The largest bank in Bulgaria – UniCredit Bulbank – collects a “fee” of 0.60% per annum on corporate deposits for the excess of more than BGN 3 million, it is clear from its tariff. For the funds over BGN 2 million, it is 0.60% on an annual basis and for the excess over BGN 10 million, it is 1%. DSK Bank’s monthly “cash” charge is 0.60% annually for amounts over BGN 1 million. The UBB cash storage fee is 0.50% annually for amounts of over BGN 2 million. Fibank’s tariff (Fibank ) does not appear to charge a cash deposit on business deposit accounts.
The problem of negative interest rates is deepening globally, and the end of the trend towards zero and negative interest rates is not yet visible.
There are even absurdities, such as the placing on the market of the first mortgage with a negative interest rate. The product is the third-largest bank in Denmark, Jyske Bank, which has begun offering its customers a 10-year loan at an interest rate of -0.5%, according to the British newspaper “Guardian”. In practice, the bank pays to get rid of its available funds, although the negative rate does not include fees.
No less strange is the situation in Switzerland. There, several banks have already announced negative interest rates on larger deposits of individuals. For example, as of November 1, UBS, the country’s largest bank, has introduced a “fee” of 0.75% on retail deposits worth more than 2 million francs, Reuters reported.
There is a debate in Germany these days about banning negative interest rates on deposits from small savers. Such a measure was proposed by the governing authorities in Bavaria, but the banking sector is against the restriction because it can lead to destabilization.

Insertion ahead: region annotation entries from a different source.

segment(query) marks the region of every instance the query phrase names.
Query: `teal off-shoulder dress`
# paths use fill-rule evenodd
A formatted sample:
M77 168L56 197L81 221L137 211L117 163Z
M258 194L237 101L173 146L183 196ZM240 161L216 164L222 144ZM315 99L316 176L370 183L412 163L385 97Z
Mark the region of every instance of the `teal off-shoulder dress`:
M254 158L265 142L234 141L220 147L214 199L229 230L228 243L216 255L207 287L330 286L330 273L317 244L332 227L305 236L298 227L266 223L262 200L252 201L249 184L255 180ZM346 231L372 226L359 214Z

Federal Finance Minister Olaf Scholz, however, said he would explore legislative options to ban the introduction of penalty interest on deposits of up to 100,000 euros.
Negative interest policy causes deep political divisions and has a rather negative impact on the EU banking sector. Politicians and experts argue that it is not normal for central banks to impose quasi-taxes on savings, because it is undemocratic and contradicts the principle that taxes can only be imposed by the people elected by the people.
According to financiers, the situation is unhealthy and economically, and it is very likely to lead to another crisis.
An important decision by the European Central Bank is expected on September 12, which is likely to signal a worsening of the problem. Most likely, Frankfurt will further reduce base interest rates and announce new economic incentives. For some time, zero interest rates on loans and negative (-0.40%) interest rates on euro-area deposits remained unchanged. Printing money to buy euro area bonds is likely to come back full force after it stopped at the end of 2018.